Hi
I was going through some papers I could find related to this topic.
One of the first paper that I came across was this
https://dl.acm.org/citation.cfm?id=2661714.2661729.
It tries to detect intros/outros using two types of input available to us, video frames and audio signals.
- Video Frames: Usually there is always a black screen just after the intro ends, so it averages over the greyscale values for all video frames upto a few minutes and then takes the minimum of these values. Since the black screen will have the lowest intensity value, we get the time when our intro ends.
- Audio Signals: So the above black screen is accompanied with a 0.5-1 second of silence gap. They take the root mean square of sound energy and zero crossing rate upto a few minutes and then compare their values and if both of them are below a 'certain' threshold for 0.5-1 second, then that gap is termed as the silent gap.

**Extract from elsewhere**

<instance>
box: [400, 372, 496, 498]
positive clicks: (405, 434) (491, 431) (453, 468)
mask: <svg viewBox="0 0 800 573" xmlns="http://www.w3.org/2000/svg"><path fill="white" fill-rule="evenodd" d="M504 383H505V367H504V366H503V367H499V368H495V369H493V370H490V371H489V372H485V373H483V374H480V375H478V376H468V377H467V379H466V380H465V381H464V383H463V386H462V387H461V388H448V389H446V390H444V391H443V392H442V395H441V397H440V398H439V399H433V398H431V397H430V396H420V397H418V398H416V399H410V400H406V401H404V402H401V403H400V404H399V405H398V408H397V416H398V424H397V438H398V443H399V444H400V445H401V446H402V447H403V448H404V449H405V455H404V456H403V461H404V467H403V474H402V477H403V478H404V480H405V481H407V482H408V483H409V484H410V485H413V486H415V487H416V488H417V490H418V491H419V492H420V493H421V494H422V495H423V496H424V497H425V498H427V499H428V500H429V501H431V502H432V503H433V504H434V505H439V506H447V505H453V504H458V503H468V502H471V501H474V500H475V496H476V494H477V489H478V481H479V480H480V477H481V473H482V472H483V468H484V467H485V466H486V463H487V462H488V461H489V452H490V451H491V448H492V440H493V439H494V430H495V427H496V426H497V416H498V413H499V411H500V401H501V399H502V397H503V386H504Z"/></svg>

Above is for a single episode, but can be averaged out for the whole series if the intro/outro for that series are around the same timings.
I tried to implement this in a very primitive manner. The rough script I wrote can be seen here
https://gist.github.com/mohit-0212/31ffa...9f845b51a3. This involves only the use of video frames till now, as I could not figure out the certain value for that threshold for audio signals. I also wrote a separate script for audio signals (
https://gist.github.com/mohit-0212/540bf...b88e68ff4b) which just spits out the graph for sound energy rms and zcr for now, but can be made useful if the threshold pattern is estimated. I have written it using the python libraries available.
So I tested it (using only video frames) on a few TV show videos I had and it worked roughly fine for most of them. I have taken the initial 5 minutes of each TV show to account for intro sequence.
One of the exceptions was Breaking Bad intro sequence which is very short and most importantly begins and ends with a black screen, so the time of intro end for this video was detected at what was actually intro's start time.
Another problem I had was that some of the episodes used to 'start' with a black screen, so the time it gave out was ~0.x sec which is not correct, so I filtered that by ignoring the first 15 seconds of the video file.
Also, looking at the video frames takes some time and it increases with the video resolution a bit, so we need to figure out how would we like this service to function for a Kodi user. (i.e how to efficiently carry out the processing with the minimum(or no) delay for the user).
Overall it was a decent method for the initial attempt and can be refined by further discussions. Or we can come up with a totally different approach, whatever suits our requirements for the platform.
Any input/feedback from your side on this or anything you want me to do/look at would be great.